# Whip It Jewlery



## Wolfeyes (Jul 27, 2010)

If you can get a hold of a lot of empty whip-its(check the local high school hang outs) you can make some pretty interesting jewelery out of those suckers that burnouts seem to like. Buff them till they're shiny or paint them (pot leaves, "Burnout", and the anarchy A are pretty popular) poke a hole in the neck and run a string through.
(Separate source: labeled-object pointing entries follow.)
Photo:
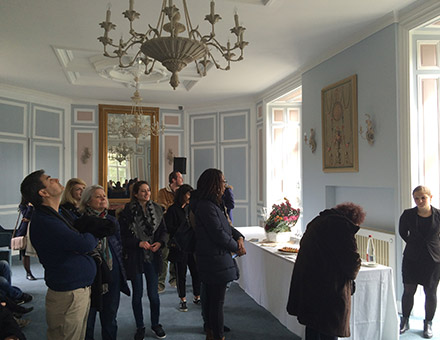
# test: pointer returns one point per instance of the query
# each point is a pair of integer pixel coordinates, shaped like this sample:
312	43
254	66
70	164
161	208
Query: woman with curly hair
325	269
72	196
214	247
181	245
143	235
419	227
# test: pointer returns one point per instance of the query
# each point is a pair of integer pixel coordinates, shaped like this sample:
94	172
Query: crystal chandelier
134	124
120	152
173	51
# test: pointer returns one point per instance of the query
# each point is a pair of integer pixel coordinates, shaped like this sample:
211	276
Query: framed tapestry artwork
339	126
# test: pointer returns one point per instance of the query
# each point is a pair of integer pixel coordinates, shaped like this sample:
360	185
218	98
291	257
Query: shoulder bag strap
16	224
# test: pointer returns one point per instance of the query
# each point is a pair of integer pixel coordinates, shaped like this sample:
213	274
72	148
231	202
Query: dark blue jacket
62	251
116	249
415	239
214	243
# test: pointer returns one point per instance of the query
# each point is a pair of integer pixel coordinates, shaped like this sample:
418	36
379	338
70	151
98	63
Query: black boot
427	329
404	324
140	333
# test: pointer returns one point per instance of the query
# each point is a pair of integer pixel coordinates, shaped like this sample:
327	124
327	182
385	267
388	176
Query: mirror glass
126	153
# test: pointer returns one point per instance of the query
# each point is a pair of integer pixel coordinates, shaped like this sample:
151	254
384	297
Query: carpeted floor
246	319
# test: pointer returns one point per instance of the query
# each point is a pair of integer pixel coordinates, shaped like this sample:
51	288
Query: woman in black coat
181	245
323	275
105	293
214	248
419	227
143	235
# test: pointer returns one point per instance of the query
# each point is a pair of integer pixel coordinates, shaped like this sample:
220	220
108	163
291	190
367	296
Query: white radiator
384	244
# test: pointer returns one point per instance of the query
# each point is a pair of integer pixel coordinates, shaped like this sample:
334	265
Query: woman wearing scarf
106	288
143	235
Made a bunch of them a couple of years back and traded them at the rainbow gathering. Stayed high and fed off of those things.


----------



## shwillyhaaa (Jul 27, 2010)

ooooh sounds fun... care to put up some detailed pics so i know what your talking about better?


----------



## Wolfeyes (Jul 27, 2010)

That's coming later  I found one today(actually a CO2 canister, but whatever) that I'm gonna start on tomorrow.


----------



## Mouse (Jul 28, 2010)

that does sound like a good novelty that those types would eat up!


----------



## Thorne (Jul 28, 2010)

When you say "whip it" i think of two things: DEVO and the nitrous you get from whip cream cans.


----------



## Mouse (Jul 28, 2010)

Urban Dictionary: whip-its

wharzz mah balooooon dude?


----------